Accounts of Vanunu's capture, so-called trial, and punishment are too well-known to bear repetition. However, his 18-year sentence and his banishment to an isolation cell in Ashkelon prison bear witness to Israel's nuclear reality, widely suspected within Israel itself (it is after all, a very small country) and recently, and briefly, discussed publicly in the July 30 issue of Israel's Hebrew daily Yediot Ahronot.
The article itself was written by Yediot's London correspondent, Modi Kreitman, and was based on the report written by American free-lance journalist Harold Hough for the September issue of Jane's Intelligence Review. Hough, a veteran writer for Jane's, is highly regarded as an expert in analyzing satellite photos, and for his wide-ranging sources of information. For the article, Hough was able to obtain extraordinarily good aerial photos of the missile base in Kfar Zachariah, several kilometers southeast of Tel Aviv.

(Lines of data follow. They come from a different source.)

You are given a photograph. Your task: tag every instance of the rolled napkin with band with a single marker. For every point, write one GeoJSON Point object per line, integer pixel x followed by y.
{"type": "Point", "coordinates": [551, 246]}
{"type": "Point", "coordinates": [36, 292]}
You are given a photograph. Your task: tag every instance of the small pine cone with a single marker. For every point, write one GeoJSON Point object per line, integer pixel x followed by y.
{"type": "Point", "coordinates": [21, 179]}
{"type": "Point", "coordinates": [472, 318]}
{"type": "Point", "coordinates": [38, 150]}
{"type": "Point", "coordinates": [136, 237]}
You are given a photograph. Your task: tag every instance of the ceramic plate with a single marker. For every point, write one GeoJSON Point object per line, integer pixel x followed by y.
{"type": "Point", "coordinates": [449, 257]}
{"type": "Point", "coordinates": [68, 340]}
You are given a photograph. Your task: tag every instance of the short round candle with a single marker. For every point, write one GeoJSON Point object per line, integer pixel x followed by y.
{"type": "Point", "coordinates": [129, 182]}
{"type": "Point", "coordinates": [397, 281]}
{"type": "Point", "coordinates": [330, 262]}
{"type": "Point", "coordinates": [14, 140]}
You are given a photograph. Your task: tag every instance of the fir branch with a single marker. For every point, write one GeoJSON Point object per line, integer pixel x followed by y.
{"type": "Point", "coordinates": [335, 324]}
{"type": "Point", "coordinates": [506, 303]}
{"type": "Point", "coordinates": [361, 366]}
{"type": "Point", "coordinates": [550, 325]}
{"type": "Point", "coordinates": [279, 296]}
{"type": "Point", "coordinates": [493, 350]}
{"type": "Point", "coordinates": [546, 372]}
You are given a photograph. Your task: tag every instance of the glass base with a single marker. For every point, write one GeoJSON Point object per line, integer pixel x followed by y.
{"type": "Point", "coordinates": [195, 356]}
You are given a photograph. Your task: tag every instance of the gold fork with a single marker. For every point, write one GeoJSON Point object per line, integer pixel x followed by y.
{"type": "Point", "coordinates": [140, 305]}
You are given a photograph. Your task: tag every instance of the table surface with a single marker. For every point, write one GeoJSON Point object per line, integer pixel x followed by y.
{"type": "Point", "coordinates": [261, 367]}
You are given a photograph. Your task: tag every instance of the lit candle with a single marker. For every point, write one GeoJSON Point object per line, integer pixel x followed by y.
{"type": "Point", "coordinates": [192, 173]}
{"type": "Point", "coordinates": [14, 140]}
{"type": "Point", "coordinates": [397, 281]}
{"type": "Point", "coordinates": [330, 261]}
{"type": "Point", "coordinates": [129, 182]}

In addition to the fact that the Yediot Ahronot article was the first fully public presentation in Israel of unequivocal information about the existence of Israeli nuclear weapons and the missiles for delivering them, one must ponder the subsequent silence about this weighty issue. It is as if someone telephones you with sensational news and, having spoken it, the line goes dead and you are left holding the soundless receiver! After the Yediot article and one further brief commentary in another daily -- the matter was shelved. No TV program took it up; no radio talk shows elicited listeners' views, reactions or questions. No questions were raised about the disposal of nuclear waste! The genie was pushed back into the bottle.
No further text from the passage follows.